17 abr, 2024
Na história dos regimes políticos da contemporaneidade portuguesa - e antes da efeméride que o país vai celebrar na próxima semana - só a monarquia constitucional, no século XIX, chegara aos 50 anos, um marco de que a Primeira República ficou muito longe e a Ditadura (contada a partir de 1926 e transformada em Estado Novo em 1933) não atingiu. Numa vida humana, fazer 50 anos significa que se tem já mais passado do que futuro - a não que se chegue aos 100. Mas se é verdade que os 40 são a velhice da juventude, os 50 são a juventude da velhice, e nada impede que muitas coisas boas ainda estejam para vir. Já na vida de um regime político-social e de um país, meio século poderá ser pouco, ou muito, consoante ele ainda motivar perspetivas de futuro ou nostalgias do passado.
Todos os democratas devem nutrir simpatia pelo 25 de abril de 1974. A data foi um ponto de chegada de um processo vasto de transformação “liberalizadora” da sociedade portuguesa provindo da década de 1960, que a ditadura, a repressão e a censura não puderam evitar, e que a guerra em África e o imobilismo político (do último Salazar e do último Caetano) aceleraram. E foi, sobretudo, um ponto de partida. No “dia inicial, inteiro e limpo” sabia-se o que não se queria; faltava decantar o que se deveria querer. O projeto de uma democracia pluralista e pró-europeia teve de haver-se com a tentação ditatorial da extrema-esquerda comunista e terceiro-mundista. Ganhou aquela, depois do vórtice do PREC, e ainda bem. Foi em 1976 que o futuro começou, com a mais radical mutação identitária nacional em 500 anos de história: democrático, como desde o século XIX tentara, em vão, ser, Portugal deixou o império e abraçou o desafio - que foi um desígnio nacional - da Europa. Reviu a Constituição em 1982, civilizando a jovem democracia, ingressou na CEE em 1986, modernizando a sociedade, a economia e os valores, regozijou-se com Maastricht, em 1992, cumpriu como “bom aluno” os critérios do Euro e mirou-se no espelho do seu inegável sucesso na Expo’98, certame com que mostrou ao mundo como os portugueses são capazes do melhor… e em menos tempo do que muitos outros.
Quando o 25 de abril comemorou as bodas de prata, em 1999, tudo valera a pena e a alma não fora pequena. Todavia, depois das grandes ilusões, vieram as desilusões. Aos D’s do abril fundador (descolonização, democracia e desenvolvimento), como que sucederam outros D’s (dívida, défice e desemprego). As finanças estagnaram, a economia emagreceu, a política radicalizou-se, a sociedade deslaçou-se (e envelheceu), as mentalidades e os valores liquefizeram-se. É já hoje percetível que o presente século XXI contrasta negativamente com o último quartel do século XX português. Ainda assim, olhando as últimas cinco décadas, o balanço tem de ser positivo: o país está bastante melhor do que estava em 1974 - e todos os indicadores o mostram.

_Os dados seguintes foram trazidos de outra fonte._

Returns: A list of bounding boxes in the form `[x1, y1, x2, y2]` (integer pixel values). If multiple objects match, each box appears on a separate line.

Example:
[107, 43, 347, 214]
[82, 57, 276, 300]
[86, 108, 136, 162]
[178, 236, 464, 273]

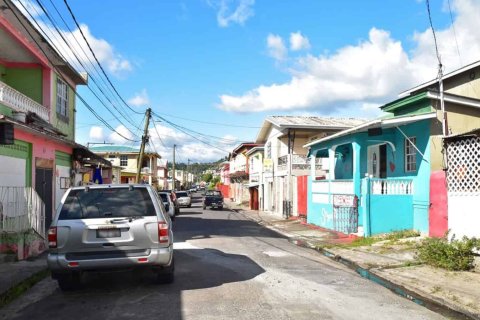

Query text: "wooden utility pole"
[136, 108, 152, 183]
[172, 144, 177, 190]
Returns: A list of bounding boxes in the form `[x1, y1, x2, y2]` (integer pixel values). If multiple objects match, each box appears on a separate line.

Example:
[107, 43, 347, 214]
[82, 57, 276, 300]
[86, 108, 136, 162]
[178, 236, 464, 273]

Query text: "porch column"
[328, 148, 335, 180]
[310, 152, 317, 181]
[352, 142, 362, 197]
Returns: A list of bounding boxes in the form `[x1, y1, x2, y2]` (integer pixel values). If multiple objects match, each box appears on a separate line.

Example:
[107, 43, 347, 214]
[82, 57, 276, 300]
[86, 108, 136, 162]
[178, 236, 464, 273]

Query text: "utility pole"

Isto dito - e deve ser dito, contra os nostálgicos do 24 de abril ou os radicais antidemocratas de 1975 - sobram-me perguntas, cuja resposta não tenho, mas que dariam jeito como bússola a quem nos guia. O Portugal de 2024 poderia estar (ainda) melhor do que o que está? Desconfio que sim. E se não está, onde foi que falhámos - quem, quando, porquê - traindo o ímpeto de abril? Em 1974, muitíssimo estava por fazer, e fez-se. Mas, desde há umas duas décadas, abrandou-se, parou-se, cismou-se, gastou-se e tribalizou-se o país. Não tinha de ser assim, ou só poderia ter sido assim (até porque a Europa e o mundo também mudaram para pior)? Se a efeméride servir para tentar responder a estas interrogações, a contemplação da história de 1974-2024 terá cumprido alguma missão cívica. É para isso que serve estudá-la.